画集を出版するにあたって
私の父は生前、魯迅美術大学中国画教授でした。私は幼いころから父の傍らで筆を友として遊んできました。このような芸術環境に恵まれる中、父親の道を追って美術大学に進学し、その後東京芸術大学の研究生として留学し、早くもこの道に入って30年になりました。このたび、私の芸術家としての節目の記念として、日本に来日してからこれまでに描いてきた作品を画集にして残すことといたしました。

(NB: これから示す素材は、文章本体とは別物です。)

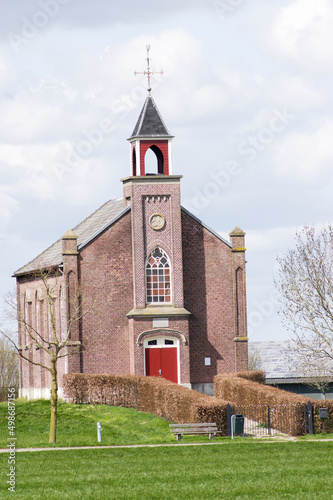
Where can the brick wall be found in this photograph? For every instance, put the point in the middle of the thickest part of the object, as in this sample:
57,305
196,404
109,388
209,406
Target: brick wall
209,291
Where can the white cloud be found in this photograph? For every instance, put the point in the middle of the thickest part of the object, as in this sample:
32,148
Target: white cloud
303,32
8,205
307,156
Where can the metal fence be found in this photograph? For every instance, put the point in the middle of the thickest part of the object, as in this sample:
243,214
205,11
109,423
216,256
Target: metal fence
266,420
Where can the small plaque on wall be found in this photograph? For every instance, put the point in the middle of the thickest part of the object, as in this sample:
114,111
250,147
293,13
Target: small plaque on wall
161,323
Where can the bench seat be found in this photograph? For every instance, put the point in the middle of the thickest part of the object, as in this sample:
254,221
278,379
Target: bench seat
180,430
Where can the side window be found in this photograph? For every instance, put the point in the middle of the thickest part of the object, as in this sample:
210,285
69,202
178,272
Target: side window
158,277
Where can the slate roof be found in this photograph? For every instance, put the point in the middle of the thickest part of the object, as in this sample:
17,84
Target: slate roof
102,218
150,123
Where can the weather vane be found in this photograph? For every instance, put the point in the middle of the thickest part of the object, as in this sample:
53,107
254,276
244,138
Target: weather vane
148,72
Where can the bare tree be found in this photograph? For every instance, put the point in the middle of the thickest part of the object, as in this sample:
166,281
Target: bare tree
9,375
56,340
305,283
255,363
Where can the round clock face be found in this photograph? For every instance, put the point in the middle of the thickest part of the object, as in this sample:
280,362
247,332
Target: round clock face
157,221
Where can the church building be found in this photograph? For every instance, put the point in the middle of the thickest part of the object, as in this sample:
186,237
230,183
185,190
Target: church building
169,293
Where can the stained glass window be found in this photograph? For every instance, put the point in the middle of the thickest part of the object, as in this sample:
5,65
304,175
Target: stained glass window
158,277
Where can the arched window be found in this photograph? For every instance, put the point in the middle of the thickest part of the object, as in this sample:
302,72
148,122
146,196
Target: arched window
154,161
158,277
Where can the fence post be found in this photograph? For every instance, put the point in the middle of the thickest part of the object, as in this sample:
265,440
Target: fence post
310,420
229,419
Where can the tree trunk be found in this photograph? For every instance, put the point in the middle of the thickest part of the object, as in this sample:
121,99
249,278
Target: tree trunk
54,400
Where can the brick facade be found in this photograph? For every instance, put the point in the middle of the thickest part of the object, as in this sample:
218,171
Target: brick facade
104,266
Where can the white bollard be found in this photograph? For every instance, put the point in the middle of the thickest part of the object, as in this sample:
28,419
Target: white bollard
99,432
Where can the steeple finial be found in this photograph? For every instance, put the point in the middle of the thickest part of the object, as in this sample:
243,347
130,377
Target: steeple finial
148,72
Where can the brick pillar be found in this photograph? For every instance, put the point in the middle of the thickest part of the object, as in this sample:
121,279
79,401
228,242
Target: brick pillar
71,296
237,238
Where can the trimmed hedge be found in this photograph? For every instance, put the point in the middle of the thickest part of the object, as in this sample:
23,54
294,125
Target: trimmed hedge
287,409
150,394
241,391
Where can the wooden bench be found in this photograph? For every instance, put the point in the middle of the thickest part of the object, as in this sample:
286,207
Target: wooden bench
180,429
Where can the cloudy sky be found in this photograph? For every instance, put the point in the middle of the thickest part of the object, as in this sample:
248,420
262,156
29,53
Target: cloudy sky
246,90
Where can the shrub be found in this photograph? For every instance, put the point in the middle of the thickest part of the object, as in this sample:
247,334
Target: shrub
151,394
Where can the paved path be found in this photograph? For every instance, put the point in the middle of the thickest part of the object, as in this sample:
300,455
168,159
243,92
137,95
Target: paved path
65,448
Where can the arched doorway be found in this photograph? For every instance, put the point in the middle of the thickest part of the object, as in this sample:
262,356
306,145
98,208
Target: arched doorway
161,358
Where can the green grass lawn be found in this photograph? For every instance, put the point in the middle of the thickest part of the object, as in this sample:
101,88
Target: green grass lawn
225,469
238,469
77,425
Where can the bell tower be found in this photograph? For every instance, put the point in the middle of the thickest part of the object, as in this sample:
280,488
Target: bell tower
158,313
151,133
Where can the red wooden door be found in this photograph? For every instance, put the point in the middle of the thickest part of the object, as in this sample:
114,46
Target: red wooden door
162,362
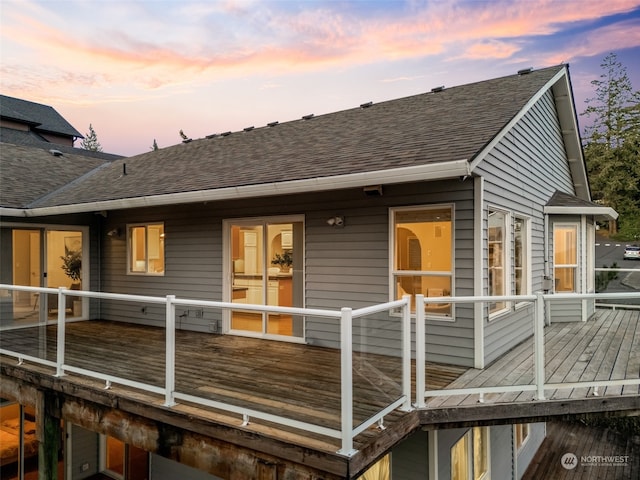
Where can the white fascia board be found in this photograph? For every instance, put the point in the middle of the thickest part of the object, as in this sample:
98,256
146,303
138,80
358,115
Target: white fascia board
12,212
433,171
606,212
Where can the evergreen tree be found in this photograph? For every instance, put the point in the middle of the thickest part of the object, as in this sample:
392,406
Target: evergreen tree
612,148
90,141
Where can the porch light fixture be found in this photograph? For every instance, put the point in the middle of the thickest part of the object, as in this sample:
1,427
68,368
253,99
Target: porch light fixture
337,221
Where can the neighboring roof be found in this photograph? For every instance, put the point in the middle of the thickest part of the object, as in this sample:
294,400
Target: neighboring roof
43,117
432,135
28,174
562,203
32,139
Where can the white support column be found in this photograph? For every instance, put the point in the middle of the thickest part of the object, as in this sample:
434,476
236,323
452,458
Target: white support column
406,353
538,342
421,367
61,332
170,354
346,381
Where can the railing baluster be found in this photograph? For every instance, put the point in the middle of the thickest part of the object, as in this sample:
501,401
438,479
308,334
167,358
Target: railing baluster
170,354
61,332
538,342
421,366
346,380
406,353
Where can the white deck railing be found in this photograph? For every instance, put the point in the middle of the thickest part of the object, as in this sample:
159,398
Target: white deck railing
540,302
346,433
345,316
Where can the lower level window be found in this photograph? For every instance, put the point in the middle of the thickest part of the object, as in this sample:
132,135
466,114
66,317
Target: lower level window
470,455
521,433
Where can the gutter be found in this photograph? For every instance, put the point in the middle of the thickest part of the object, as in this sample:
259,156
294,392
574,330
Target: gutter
433,171
607,213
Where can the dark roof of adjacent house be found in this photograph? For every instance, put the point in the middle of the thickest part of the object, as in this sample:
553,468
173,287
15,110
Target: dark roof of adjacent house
32,139
30,174
43,117
427,136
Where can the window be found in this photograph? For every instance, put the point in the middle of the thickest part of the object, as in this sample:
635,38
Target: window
423,255
497,258
565,257
146,249
470,455
521,254
265,258
520,434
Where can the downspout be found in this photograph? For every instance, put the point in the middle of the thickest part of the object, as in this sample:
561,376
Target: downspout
478,269
583,264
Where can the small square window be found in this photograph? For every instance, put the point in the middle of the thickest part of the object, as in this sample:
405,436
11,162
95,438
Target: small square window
145,245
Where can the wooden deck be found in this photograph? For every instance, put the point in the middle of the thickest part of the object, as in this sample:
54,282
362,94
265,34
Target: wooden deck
297,381
604,348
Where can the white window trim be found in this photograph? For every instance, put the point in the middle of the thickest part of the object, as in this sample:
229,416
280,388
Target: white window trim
577,265
146,273
507,260
527,257
227,271
435,273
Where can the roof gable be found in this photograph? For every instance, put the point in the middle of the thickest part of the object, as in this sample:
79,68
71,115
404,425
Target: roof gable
427,136
42,117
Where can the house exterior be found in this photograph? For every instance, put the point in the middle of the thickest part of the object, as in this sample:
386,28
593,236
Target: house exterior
27,122
476,190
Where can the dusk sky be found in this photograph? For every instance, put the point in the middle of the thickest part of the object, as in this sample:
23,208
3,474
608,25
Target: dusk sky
144,70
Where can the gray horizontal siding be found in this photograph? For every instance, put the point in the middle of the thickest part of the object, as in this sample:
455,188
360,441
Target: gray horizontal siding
344,267
521,174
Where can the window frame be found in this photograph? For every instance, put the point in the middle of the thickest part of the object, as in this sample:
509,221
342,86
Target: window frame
526,257
228,268
395,273
470,455
506,262
146,272
575,266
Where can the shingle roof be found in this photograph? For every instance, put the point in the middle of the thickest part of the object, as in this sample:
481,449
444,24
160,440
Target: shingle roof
425,129
564,203
28,174
44,117
32,139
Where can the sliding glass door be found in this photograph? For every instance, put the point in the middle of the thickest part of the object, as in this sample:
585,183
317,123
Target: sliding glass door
264,258
42,257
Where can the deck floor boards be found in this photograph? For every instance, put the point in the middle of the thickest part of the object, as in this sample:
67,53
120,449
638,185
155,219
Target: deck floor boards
302,382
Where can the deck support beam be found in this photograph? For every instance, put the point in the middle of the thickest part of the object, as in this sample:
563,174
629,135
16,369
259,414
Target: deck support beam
48,433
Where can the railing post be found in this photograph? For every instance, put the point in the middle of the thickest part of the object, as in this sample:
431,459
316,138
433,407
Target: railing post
346,381
61,332
538,344
170,354
406,353
421,367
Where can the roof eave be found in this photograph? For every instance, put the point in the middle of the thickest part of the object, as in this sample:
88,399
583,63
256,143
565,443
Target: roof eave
432,171
604,213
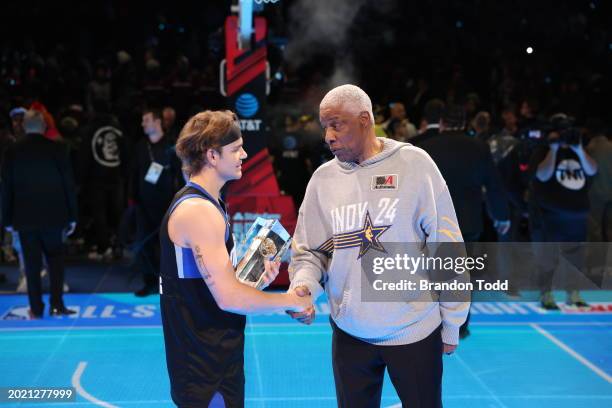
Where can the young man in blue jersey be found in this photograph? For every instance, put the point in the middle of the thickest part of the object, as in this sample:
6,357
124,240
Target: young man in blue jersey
203,304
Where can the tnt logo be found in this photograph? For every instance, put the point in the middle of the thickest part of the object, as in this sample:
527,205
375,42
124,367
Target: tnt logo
386,182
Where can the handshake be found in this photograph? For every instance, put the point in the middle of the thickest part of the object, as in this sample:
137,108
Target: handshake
304,312
299,298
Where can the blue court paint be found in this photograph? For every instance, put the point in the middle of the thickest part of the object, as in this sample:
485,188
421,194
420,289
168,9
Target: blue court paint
504,363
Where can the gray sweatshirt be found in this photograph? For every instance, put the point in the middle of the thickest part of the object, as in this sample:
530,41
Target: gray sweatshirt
401,187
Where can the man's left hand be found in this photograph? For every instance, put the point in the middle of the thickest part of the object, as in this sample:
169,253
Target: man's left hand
271,272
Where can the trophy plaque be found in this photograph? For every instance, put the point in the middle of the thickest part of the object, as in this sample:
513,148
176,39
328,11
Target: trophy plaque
266,239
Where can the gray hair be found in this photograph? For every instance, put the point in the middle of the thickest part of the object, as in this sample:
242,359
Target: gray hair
34,122
351,98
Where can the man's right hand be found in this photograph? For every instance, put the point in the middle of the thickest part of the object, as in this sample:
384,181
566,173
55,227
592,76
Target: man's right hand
306,315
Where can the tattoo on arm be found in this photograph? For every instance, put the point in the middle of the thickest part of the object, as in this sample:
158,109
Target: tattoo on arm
200,262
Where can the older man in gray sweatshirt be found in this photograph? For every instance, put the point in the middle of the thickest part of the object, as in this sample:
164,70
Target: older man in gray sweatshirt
376,190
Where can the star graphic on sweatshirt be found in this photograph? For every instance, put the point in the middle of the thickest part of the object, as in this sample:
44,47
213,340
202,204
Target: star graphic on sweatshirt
365,238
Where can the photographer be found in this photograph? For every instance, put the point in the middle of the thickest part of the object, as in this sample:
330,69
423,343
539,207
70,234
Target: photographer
559,203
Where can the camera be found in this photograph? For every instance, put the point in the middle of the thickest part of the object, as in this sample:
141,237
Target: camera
564,125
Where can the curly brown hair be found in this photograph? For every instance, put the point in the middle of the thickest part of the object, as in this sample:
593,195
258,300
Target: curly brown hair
202,132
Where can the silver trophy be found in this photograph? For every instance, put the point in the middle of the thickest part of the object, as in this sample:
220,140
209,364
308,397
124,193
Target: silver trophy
266,239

自分の人生の半分を日本で過ごし、たくさん日本の友人ができました。日本の文化を知り、愛し、日本にとても親しみ
を感じています。すべての作品は私の人生経験そのものとも言える画集となっていると思います。
花の題材について
中国魯迅美術大学での花のデザインをしていた事が現在の花のデザインのバランス、空間の表現法法として身についていると思います。また20年前に来てはじめて友人と一緒に花見に行って、桜の花の美しさと可憐さに心を惹かれ、あれから私の絵の中で、「花」の題材は大きく比重を占めるようになりました。
岩彩画と工筆画で描くこと
同じ花を描く事にしてもどちらの方法で描くかはすでに描く前から決まっています。工筆画は、花びらの柔らかさ、細やかさを表現し、透明感を出す事ができます。対して岩彩画は、空間や色のバランスを描きながら、自分自身を表現するかのように、作品に息を吹き込み、深み、色のもつ美しさを表現しています。
今後の展望
20年前に日本に来て以来、大きな視野を持てるようになり日本の美しい自然や日本人の暖かい心と繊細な美意識を受け継いで、人生が豊かになり、作品も広く、深くなったように感じられます。現在、日本と中国で教鞭をとっており、それぞれの国での素晴らしい美術表現を多くの生徒に伝え、これからも素直な気持ちで観る人に癒しを与えられるような絵を描き続けたいと思っています。